On établirait de la même manière la balance entre a et c et dès-lors il y aura indifférence électrique parfaite dans les fils & et c quand on travaillera sur a.
Il est à prévoir maintenant le cas où l'on travaillerait sur b ou sur c et où l'indifférence électrique devrait exister sur les deux autres fils. Il faut alors ramener la bobine de a à sa position primitive et inverser, au contraire, la bobine du fil sur lequel on travaille.
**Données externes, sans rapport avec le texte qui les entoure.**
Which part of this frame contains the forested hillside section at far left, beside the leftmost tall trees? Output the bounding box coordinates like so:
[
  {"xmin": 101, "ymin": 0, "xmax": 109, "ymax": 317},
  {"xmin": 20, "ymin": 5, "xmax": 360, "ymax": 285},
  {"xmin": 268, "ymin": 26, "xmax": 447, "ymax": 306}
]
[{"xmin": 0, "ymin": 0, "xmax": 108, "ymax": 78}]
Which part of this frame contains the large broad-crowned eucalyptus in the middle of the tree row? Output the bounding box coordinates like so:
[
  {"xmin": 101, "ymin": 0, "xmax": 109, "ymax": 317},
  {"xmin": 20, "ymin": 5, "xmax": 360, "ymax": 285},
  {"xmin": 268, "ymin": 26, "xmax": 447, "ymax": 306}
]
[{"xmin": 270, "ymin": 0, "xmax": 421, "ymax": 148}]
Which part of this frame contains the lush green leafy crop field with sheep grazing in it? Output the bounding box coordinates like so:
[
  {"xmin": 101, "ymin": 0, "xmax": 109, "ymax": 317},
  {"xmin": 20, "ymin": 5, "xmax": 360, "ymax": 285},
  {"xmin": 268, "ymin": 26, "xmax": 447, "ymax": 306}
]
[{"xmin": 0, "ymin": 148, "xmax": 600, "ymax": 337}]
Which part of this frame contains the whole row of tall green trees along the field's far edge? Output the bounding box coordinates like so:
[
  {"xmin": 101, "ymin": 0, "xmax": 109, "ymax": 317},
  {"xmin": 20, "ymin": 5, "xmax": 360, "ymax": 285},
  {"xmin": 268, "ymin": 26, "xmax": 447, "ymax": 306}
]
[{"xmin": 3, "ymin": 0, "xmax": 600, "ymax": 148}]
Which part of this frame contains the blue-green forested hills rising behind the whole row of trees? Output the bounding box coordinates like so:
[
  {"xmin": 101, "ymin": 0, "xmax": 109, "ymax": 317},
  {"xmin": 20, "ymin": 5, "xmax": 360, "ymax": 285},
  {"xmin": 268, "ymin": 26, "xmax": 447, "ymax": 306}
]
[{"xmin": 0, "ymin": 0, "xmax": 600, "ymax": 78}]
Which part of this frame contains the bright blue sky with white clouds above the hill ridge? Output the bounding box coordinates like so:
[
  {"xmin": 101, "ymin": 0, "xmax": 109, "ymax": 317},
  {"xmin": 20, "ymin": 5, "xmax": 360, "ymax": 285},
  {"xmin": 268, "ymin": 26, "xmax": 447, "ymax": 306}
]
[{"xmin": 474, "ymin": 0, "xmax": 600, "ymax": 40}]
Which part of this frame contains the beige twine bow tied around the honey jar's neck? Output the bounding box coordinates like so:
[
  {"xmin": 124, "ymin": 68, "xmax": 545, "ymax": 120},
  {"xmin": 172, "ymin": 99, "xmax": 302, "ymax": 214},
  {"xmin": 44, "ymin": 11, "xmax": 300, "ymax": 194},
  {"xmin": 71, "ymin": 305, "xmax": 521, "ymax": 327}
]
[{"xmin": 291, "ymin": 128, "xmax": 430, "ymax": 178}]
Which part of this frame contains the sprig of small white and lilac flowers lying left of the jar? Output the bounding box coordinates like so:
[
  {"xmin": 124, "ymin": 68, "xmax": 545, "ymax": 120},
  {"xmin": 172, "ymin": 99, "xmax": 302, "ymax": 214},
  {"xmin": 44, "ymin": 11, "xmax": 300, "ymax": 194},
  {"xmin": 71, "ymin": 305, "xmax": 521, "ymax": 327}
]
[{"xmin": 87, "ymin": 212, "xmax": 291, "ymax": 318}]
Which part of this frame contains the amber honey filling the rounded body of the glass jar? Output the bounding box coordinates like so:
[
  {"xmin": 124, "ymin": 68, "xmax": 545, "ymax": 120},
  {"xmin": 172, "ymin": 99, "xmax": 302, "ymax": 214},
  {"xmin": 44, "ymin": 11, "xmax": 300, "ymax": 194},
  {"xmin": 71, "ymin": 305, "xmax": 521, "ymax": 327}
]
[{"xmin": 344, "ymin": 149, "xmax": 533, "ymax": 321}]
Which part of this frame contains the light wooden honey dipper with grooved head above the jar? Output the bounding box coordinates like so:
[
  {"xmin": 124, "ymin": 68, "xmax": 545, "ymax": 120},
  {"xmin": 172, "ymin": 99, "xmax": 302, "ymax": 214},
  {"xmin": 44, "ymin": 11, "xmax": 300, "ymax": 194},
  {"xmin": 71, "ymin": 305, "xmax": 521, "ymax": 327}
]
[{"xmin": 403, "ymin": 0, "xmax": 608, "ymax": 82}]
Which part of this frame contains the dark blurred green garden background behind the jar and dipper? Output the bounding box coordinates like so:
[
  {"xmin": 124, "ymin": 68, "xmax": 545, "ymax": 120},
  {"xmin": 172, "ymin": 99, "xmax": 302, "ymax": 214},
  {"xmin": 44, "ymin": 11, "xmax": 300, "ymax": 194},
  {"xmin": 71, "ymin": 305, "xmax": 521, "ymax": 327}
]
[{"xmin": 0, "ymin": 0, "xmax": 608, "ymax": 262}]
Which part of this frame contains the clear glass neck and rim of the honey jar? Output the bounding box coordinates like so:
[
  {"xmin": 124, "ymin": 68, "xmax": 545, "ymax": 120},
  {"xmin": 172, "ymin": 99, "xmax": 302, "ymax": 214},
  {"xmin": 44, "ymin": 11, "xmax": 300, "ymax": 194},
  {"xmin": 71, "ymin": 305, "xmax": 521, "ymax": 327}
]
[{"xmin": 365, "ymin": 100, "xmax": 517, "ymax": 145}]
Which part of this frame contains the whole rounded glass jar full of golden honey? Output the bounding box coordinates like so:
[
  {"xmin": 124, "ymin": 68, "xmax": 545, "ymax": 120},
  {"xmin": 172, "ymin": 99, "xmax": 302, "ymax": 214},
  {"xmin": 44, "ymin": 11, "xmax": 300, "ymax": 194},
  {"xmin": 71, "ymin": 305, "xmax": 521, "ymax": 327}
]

Pour le fil a, la balance est déjà établie par le premier ajustement, mais tel n'est pas le cas entre les fils & et c et il faut, en éloignant ou rapprochant les deux bobines correspondantes, trouver également pour les fils b et c le point où la balance est établie.
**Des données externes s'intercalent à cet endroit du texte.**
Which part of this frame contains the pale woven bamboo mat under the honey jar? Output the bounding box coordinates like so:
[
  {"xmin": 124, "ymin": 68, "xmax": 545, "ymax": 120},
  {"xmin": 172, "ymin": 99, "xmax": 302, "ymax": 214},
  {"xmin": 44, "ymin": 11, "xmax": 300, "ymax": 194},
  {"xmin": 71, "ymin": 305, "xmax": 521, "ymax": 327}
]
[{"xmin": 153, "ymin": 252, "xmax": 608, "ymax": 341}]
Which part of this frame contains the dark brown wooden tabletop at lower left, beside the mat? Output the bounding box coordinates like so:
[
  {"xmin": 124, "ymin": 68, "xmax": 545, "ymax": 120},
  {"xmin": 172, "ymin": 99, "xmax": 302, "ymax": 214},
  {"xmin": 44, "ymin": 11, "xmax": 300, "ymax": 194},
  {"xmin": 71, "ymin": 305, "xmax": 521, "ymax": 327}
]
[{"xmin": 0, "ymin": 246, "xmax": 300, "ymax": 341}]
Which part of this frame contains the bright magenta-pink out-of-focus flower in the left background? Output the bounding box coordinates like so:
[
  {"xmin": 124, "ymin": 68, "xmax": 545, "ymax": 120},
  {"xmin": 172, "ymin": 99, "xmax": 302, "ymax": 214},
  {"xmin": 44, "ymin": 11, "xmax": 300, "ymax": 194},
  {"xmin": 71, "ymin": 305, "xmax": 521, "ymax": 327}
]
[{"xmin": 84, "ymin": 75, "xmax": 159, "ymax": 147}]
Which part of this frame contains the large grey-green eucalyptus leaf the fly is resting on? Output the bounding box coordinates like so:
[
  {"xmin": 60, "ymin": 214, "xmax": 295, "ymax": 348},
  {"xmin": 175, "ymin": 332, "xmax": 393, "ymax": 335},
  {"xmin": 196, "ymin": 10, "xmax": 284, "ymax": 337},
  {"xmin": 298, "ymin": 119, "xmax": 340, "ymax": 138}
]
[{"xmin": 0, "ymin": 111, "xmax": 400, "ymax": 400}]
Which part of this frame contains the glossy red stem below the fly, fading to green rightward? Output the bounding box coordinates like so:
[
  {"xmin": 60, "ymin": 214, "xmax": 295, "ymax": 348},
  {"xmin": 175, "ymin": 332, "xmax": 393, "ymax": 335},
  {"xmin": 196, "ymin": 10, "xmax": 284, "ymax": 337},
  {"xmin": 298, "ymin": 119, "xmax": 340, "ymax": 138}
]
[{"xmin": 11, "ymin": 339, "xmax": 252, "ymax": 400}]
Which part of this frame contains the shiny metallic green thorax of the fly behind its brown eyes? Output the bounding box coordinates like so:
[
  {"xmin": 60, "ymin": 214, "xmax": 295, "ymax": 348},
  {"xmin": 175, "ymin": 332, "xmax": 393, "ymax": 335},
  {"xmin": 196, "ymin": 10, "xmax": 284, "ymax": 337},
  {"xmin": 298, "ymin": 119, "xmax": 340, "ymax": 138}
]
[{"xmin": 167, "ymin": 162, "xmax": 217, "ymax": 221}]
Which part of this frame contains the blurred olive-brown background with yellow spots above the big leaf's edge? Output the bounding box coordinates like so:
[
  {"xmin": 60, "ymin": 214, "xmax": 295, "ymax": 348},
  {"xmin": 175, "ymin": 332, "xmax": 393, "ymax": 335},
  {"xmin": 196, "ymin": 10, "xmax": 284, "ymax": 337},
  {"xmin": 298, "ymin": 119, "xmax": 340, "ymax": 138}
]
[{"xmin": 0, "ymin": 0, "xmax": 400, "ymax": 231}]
Ici, il se présente un point délicat que les explications données par M. Hughes ne nous paraissent pas avoir complètement élucidé. En déplaçant la bobine de b ou de c on détruit la balance qui a été auparavant établie entre a, d'un côté, et b ou respectivement c, de l'autre. Nous ne nions pas qu'il soit possible de trouver pour les trois bobines une position telle que la balance d'induction soit établie entre les trois fils, sans distinction du fil sur lequel on travaille. Mais cette position n'est-elle pas bien difficile à trouver et les essais pour y arriver ne peuvent-ils pas dégénérer en tâtonnements indéfinis? Plus une ligne aura de fils sur les mêmes poteaux et plus la balance sera difficile à établir. Dans notre opinion, il conviendrait, outre l'éloignement ou le rapprochement des bobines, de pouvoir recourir à la faculté de raccourcir ou d'agrandir à volonté la longueur des fils des bobines mis en action. Nous n'avons pas fait d'expériences à ce sujet, mais il nous semble que la difficulté de l'établissement de la balance pour plusieurs fils pourrait devenir un obstacle pratique sérieux.
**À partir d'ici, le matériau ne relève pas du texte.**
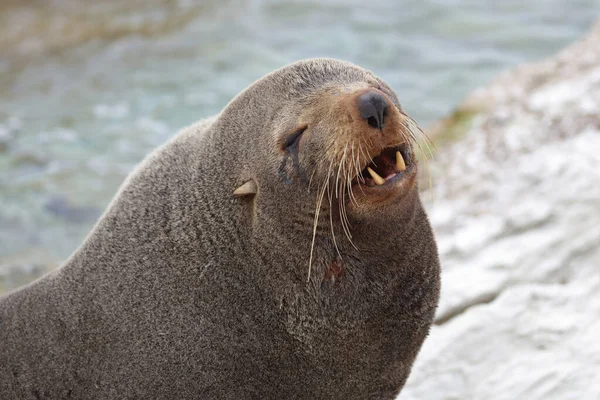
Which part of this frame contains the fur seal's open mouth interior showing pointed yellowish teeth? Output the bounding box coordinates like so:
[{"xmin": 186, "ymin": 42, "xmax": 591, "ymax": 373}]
[{"xmin": 353, "ymin": 144, "xmax": 412, "ymax": 186}]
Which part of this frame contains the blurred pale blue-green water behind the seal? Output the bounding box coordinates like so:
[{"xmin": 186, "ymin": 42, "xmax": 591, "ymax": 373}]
[{"xmin": 0, "ymin": 0, "xmax": 600, "ymax": 291}]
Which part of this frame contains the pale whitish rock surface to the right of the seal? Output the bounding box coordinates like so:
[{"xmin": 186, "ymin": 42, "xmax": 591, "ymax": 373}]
[{"xmin": 399, "ymin": 24, "xmax": 600, "ymax": 400}]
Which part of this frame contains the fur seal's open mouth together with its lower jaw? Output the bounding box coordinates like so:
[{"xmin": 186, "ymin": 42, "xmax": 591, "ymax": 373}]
[{"xmin": 352, "ymin": 143, "xmax": 417, "ymax": 202}]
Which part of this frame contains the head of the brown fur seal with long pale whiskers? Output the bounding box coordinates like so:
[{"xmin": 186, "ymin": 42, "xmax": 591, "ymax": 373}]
[{"xmin": 225, "ymin": 59, "xmax": 421, "ymax": 276}]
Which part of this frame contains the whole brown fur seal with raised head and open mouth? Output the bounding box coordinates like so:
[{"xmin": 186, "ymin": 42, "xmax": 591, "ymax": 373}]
[{"xmin": 0, "ymin": 59, "xmax": 440, "ymax": 399}]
Le système de M. Hughes comporte une autre difficulté pratique, de moindre importance, et dont la solution pourrait consister dans un arrangement mécanique encore à trouver. Cette difficulté c'est l'opération de l'inversion des bobines. Au moment où l'on commence à travailler sur un fil, la bobine correspondante doit être inversée et, au moment où la transmission est finie, cette bobine doit être ramenée à sa position primitive. Cette inversion se fera-t-elle automatiquement par le manipulateur ou la combinaison qui le remplace ou bien doit-on avoir recours à un commutateur spécial? Que se produit-il, en outre, quand on travaille simultanément sur deux ou plusieurs fils? La balance n'estelle pas complètement détruite, alors même qu'elle serait bien correcte pour le travail sur un seul fil?

Ce sont là des questions qui nous paraissent encore douteuses et dont la solution pourra avoir une grande influence sur l'utilité pratique de la balance d'induction.